Francis raped Sophie and threw her out of the window. Tara saw photos of Sophie's autopsy in a file and said someone murdered her. Francis sends goons to get her. She left the file in Sathya's car. However, Francis killed Vincent after he had to go to visit Sathya. He went to Sathya's apartment, destroyed the server room, strangled Tara, and took a picture of Thara and Sathya lying together. Francis planned to kill orphaned postgraduate students and give the seats to wealthy students to gain money. Eventually, Sathya leaves Kathir and his gang to kill Francis, and Sathya hands the evidence of Francis's involvement to Kabir.

== Production ==
On 15 December 2022, it was announced that RJ Balaji and Jiyen Krishnakumar would team up for a film. The film was titled as Run Baby Run and is the first action thriller film of RJ Balaji and the first look poster of the film also was released on the same day.

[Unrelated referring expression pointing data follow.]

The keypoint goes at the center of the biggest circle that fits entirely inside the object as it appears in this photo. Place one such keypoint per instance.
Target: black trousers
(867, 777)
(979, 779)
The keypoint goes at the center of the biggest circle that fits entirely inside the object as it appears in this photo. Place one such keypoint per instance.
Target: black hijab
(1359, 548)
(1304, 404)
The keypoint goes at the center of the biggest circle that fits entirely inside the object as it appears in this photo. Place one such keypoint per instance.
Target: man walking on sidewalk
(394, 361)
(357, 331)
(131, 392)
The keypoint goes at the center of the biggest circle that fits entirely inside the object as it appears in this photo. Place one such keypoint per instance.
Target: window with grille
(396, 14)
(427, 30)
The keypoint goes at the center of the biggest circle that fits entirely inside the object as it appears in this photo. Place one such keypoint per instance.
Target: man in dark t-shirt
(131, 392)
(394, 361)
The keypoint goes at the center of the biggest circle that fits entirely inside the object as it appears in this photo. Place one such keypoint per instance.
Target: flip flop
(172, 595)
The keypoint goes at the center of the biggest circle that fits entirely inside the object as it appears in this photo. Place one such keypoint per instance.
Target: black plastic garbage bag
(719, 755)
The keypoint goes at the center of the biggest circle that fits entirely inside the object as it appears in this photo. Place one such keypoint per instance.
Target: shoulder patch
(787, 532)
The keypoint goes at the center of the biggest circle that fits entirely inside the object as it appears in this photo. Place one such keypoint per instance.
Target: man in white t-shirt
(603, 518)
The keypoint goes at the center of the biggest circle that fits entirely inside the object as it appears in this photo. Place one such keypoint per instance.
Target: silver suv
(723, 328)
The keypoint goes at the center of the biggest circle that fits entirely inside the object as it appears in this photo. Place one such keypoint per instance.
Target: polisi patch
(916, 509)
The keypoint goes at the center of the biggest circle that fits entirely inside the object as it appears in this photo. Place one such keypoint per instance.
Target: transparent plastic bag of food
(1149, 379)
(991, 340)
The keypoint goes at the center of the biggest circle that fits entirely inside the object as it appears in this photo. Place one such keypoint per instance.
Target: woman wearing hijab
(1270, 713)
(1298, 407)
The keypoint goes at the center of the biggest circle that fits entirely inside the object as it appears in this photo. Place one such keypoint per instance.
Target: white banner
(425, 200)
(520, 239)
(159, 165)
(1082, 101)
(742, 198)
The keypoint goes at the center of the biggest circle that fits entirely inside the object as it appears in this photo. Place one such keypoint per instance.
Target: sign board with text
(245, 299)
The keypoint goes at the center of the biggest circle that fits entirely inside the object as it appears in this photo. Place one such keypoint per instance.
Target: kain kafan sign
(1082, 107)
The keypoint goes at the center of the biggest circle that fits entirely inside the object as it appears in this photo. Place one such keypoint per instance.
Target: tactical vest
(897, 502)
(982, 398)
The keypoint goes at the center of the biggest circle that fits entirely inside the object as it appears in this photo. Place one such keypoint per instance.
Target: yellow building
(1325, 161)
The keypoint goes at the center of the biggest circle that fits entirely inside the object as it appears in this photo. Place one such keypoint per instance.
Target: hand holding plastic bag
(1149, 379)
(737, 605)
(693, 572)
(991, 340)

The makers released the glimpse of the film on 11 January 2023 coinciding with the Pongal festival.

== Music ==
The music of the film is composed by Sam C. S.

Track listing
| No. | Title | Lyrics | Singer(s) | Length |
|---|---|---|---|---|
| 1. | "Run Baby Run-Theme Music" | Sam C. S., Lavita Lobo | Sam C. S., Lavita Lobo | 1:30 |
| 2. | "Aval Oru Varam" | Viveka | Kapil Kapilan | 3:22 |
| Total length: |  |  |  | 4:52 |

== Release ==
=== Theatrical ===
The film released theatrically on 3 February 2023. The trailer of the film was released on 19 January 2023. Run Baby Run was released in UK and Europe by Ahimsa Entertainment.

=== Home media ===
The film began streaming on Disney+ Hotstar from 10 March 2023.

==Reception==
Logesh Ramachandran of The Times of India who gave 3 stars out of 5 stars after reviewing the film stated that, "Run Baby Run has all the ingredients that a crime thriller requires but is not powerful enough to linger in our minds". Praveen Sudevan of The Hindu wrote "In the end, we are left with these ‘if onlys’". Janani K of India Today who gave 2.5 stars out of 5 stars after reviewing the film stated that, "Run Baby Run exposes a doctored crime in the climax and one would be able to buy the twists as it comes out of nowhere". Haricharan Pudipeddi of Hindustan Times after reviewing the film stated that,"The supporting cast does a decent job in playing their respective parts fittingly". Navein Darshan of Cinema Express rated the film 3 out of 5 stars and wrote "The message Run Baby Run conveys isn't novel either as there have been a couple of films made in the recent past based on the same issue". Kirubhakar Purushothaman of The Indian Express gave the film 3 out of 5 stars and wrote "It is time heroes and filmmakers realise they need not always save the world. Sometimes saving a decent film from becoming a mediocre affair is good enough". Dhanushya of ABP Live rated the film 3.5 out of 5 stars and asked would it have been better if this movie was released directly in OTT instead of watching it in theatres? This is the opinion of the fans who have seen the film. Ranjani Krishnakumar of Film Companion wrote that Run Baby Run was not a bad film: "Far from it. It’s a passable film with handful of thrills to offer". A critic for Cinema Vikatan wrote "Run Baby Run settles for being a conventional thriller with many logic holes and no innovative scenes". A critic from Dinamalar rated the film 2.5 out of 5 stars. A critic for News18 wrote "Run Baby Run would have been commendable, had the narrative been carried out in a more vibrant way".